The study of amniotic fluid is carried out by means of a monitor - by the establishment of the sensor of the domestic apparatus "Express" for the present part of the fetus with the calculation of the indices for every 5 min of the study, as well as the determination for each hour of the study of the intrachasic index value of the amniotic fluid, .
Diagnostic value of the determination of pH of the fetal head tissue
The probable parallelism between the pH of the blood and the pH of the tissues served as a theoretical prerequisite for the development of a new diagnostic method based on the monitored pH-metry of the tissue of the presenting part of the fetus. The first attempts to use a tissue electrode were made in 1974, when this method of research was predicted to have a great future in obstetric practice, but the technical difficulties of using a tissue pH electrode have not been overcome to date, despite a significant amount of research in this field.
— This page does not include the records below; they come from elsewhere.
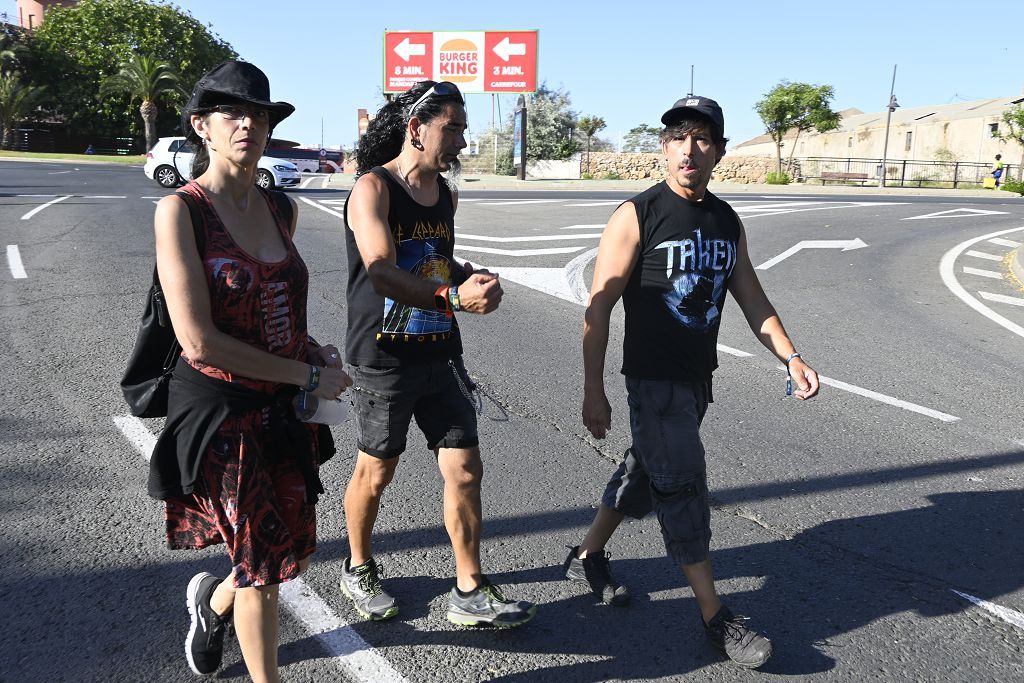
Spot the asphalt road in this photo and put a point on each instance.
(873, 532)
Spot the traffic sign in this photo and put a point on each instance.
(475, 60)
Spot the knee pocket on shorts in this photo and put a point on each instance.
(682, 508)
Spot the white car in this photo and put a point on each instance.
(169, 163)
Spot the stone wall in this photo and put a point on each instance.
(641, 166)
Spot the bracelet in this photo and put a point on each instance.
(441, 302)
(313, 380)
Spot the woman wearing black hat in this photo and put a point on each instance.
(233, 464)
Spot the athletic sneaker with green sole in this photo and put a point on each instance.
(363, 586)
(744, 647)
(486, 605)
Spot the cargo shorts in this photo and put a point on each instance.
(665, 470)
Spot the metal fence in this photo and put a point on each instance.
(900, 173)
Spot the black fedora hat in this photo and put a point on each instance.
(229, 83)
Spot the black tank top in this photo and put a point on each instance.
(676, 292)
(383, 332)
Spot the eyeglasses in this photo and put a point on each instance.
(237, 113)
(444, 89)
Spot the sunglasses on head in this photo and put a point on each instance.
(443, 89)
(238, 112)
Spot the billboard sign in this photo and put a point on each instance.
(475, 60)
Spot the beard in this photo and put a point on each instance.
(453, 176)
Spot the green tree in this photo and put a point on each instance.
(799, 105)
(642, 138)
(589, 125)
(146, 79)
(1014, 120)
(17, 100)
(79, 46)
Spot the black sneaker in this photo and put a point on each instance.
(364, 587)
(205, 643)
(595, 572)
(485, 605)
(743, 646)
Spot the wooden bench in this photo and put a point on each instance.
(846, 176)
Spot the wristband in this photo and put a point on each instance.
(313, 380)
(441, 302)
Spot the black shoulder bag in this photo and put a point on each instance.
(157, 349)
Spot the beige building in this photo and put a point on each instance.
(963, 131)
(31, 12)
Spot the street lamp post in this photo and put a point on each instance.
(885, 145)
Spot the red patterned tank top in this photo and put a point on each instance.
(260, 303)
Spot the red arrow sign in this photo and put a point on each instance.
(510, 61)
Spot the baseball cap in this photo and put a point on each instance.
(704, 107)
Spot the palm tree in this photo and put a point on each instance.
(16, 101)
(589, 125)
(143, 78)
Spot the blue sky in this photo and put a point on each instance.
(628, 61)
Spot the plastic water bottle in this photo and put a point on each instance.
(322, 411)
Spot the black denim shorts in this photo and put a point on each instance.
(435, 393)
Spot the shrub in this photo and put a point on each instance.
(1014, 186)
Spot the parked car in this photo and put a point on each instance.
(169, 163)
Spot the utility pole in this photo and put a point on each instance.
(892, 108)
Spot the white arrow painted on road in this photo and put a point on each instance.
(845, 245)
(507, 48)
(957, 213)
(407, 48)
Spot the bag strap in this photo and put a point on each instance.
(285, 210)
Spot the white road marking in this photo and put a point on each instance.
(897, 402)
(323, 208)
(957, 213)
(43, 206)
(1009, 615)
(981, 254)
(734, 351)
(349, 651)
(539, 238)
(845, 245)
(949, 279)
(14, 262)
(519, 252)
(518, 202)
(994, 274)
(1005, 243)
(1001, 298)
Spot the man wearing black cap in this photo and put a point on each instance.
(671, 253)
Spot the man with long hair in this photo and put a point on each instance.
(403, 343)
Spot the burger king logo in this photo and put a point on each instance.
(459, 60)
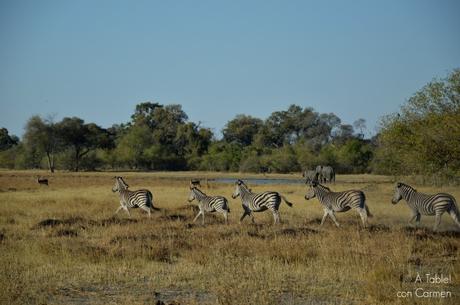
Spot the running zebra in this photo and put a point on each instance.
(339, 202)
(132, 199)
(423, 204)
(208, 203)
(252, 202)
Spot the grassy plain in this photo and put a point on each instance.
(62, 245)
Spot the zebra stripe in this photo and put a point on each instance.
(253, 202)
(423, 204)
(209, 204)
(339, 202)
(132, 199)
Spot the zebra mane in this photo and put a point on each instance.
(324, 187)
(400, 184)
(120, 180)
(198, 190)
(241, 183)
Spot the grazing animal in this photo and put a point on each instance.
(132, 199)
(253, 202)
(309, 175)
(325, 174)
(338, 202)
(328, 174)
(195, 183)
(423, 204)
(208, 203)
(42, 181)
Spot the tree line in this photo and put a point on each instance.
(422, 138)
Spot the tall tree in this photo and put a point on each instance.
(423, 137)
(7, 141)
(42, 136)
(242, 129)
(81, 137)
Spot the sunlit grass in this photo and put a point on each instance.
(87, 256)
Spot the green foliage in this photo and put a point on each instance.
(423, 138)
(242, 129)
(7, 141)
(223, 156)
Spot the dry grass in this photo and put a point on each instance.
(62, 245)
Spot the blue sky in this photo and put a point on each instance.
(98, 59)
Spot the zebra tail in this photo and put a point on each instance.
(369, 214)
(151, 202)
(455, 213)
(285, 200)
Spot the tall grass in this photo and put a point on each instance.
(62, 245)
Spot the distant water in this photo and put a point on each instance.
(260, 181)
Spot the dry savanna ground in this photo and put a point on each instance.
(62, 245)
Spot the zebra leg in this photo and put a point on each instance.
(331, 214)
(244, 215)
(197, 215)
(324, 217)
(276, 217)
(437, 221)
(363, 214)
(455, 215)
(147, 209)
(411, 220)
(118, 210)
(417, 220)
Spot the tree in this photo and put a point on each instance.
(360, 124)
(242, 129)
(7, 141)
(423, 137)
(81, 137)
(42, 136)
(144, 114)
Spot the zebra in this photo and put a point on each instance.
(132, 199)
(208, 203)
(328, 174)
(339, 202)
(309, 175)
(423, 204)
(325, 174)
(253, 202)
The main unsolved problems of tissue pH-metry concern the reliability of the technical performance of the method and the correlation of its parameters with the pH of fetal blood. The questions of correlation of tissue pH values and fetal blood pH have not been solved to date. In addition, there is no evidence of a reliable technique for diagnosing the fetal status according to the monitored pH-metry of the fetal head tissue.